Use `sessions_spawn` to hand off work:

sessions_spawn( agentId="coder", task="Write a Python script that...", cleanup="delete" )


The spawned agent works in the background and announces results when done.

Use `agents_list` to see which agents you can delegate to.

### Delegation Rules

- **coordinator**: You're the front door. Talk to the user. For code tasks, delegate to **coder**. For reviews/testing, delegate to **tester**. Only do simple tasks yourself.
- **tester**: You review and test. If you find something that needs a rewrite, delegate to **coder**. Report results back clearly.
- **coder**: You write code. If you need clarification from the user, your announce will reach them through the coordinator's channel. Focus on quality implementation.

### Cost Awareness

- coordinator (GPT-5.2): $1.75/$14 per M tokens — cheap, use freely
- tester (Sonnet 4.5): $3/$15 per M tokens — moderate, use for real work
- coder (Opus 4.6): $5/$25 per M tokens — expensive, use for actual coding/architecture

Don't delegate trivially. If the coordinator can answer "what time is it?" — just answer it.

SOUL.md

Create/update ~/.openclaw/workspace/SOUL.md with your preferred personality. Each agent reads this, so write it for all three:

# SOUL.md

Be helpful, be direct. Skip the filler.

When you're the **coordinator**: be conversational and fast. Triage requests and delegate heavy work.
When you're the **tester**: be thorough and critical. Find problems.
When you're the **coder**: be precise and clean. Write good code the first time.

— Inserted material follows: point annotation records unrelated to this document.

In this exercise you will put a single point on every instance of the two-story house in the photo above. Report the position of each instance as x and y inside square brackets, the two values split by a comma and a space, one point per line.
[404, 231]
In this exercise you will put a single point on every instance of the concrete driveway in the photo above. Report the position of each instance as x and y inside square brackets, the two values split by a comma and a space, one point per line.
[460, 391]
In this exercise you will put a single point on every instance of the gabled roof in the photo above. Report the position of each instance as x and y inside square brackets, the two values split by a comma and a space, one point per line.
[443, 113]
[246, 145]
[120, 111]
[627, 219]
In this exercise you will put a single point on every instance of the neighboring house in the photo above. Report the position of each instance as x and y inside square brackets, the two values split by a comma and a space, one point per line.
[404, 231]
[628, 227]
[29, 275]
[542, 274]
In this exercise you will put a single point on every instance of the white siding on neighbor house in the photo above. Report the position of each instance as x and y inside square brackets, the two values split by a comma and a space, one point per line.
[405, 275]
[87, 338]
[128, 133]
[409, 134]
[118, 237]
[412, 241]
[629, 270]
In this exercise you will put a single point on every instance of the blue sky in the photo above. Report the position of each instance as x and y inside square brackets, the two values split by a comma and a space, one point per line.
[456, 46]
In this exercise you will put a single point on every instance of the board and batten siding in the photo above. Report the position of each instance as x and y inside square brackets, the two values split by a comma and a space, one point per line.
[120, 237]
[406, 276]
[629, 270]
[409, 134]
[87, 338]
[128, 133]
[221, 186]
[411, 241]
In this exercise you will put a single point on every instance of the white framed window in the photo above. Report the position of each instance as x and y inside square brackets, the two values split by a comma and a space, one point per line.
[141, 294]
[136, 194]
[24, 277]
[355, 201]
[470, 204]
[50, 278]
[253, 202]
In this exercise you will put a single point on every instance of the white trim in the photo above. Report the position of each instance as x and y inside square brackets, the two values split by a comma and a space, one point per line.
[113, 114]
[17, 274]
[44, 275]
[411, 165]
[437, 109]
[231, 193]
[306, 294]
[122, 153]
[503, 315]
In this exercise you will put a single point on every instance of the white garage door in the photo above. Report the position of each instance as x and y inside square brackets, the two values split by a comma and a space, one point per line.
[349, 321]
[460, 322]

All agents: don't ask questions you can answer yourself. Check files, search the web, try things. Only ask the user as a last resort.

Step 5: Restart and Pair

Restart the gateway to pick up the new config:

openclaw gateway restart

Now DM each of the three Telegram bots. Each will send a pairing code. Approve them:

openclaw pairing list telegram
openclaw pairing approve telegram <CODE_1>
openclaw pairing approve telegram <CODE_2>
openclaw pairing approve telegram <CODE_3>

You may need to specify the account for non-default bots:

openclaw pairing list telegram --account tester
openclaw pairing approve telegram <CODE> --account tester
openclaw pairing list telegram --account coder
openclaw pairing approve telegram <CODE> --account coder

Step 6: Test It

  1. DM the coordinator bot and say: "Write me a Python script that generates Fibonacci numbers"

    • The coordinator should delegate to the coder agent via sessions_spawn
    • The coder works in the background and announces results
  2. DM the tester bot and say: "Review this code: def fib(n): return n if n < 2 else fib(n-1) + fib(n-2)"

    • The tester should analyze it directly (code review is its job)
  3. DM the coder bot and say: "Build a FastAPI endpoint that returns the current time"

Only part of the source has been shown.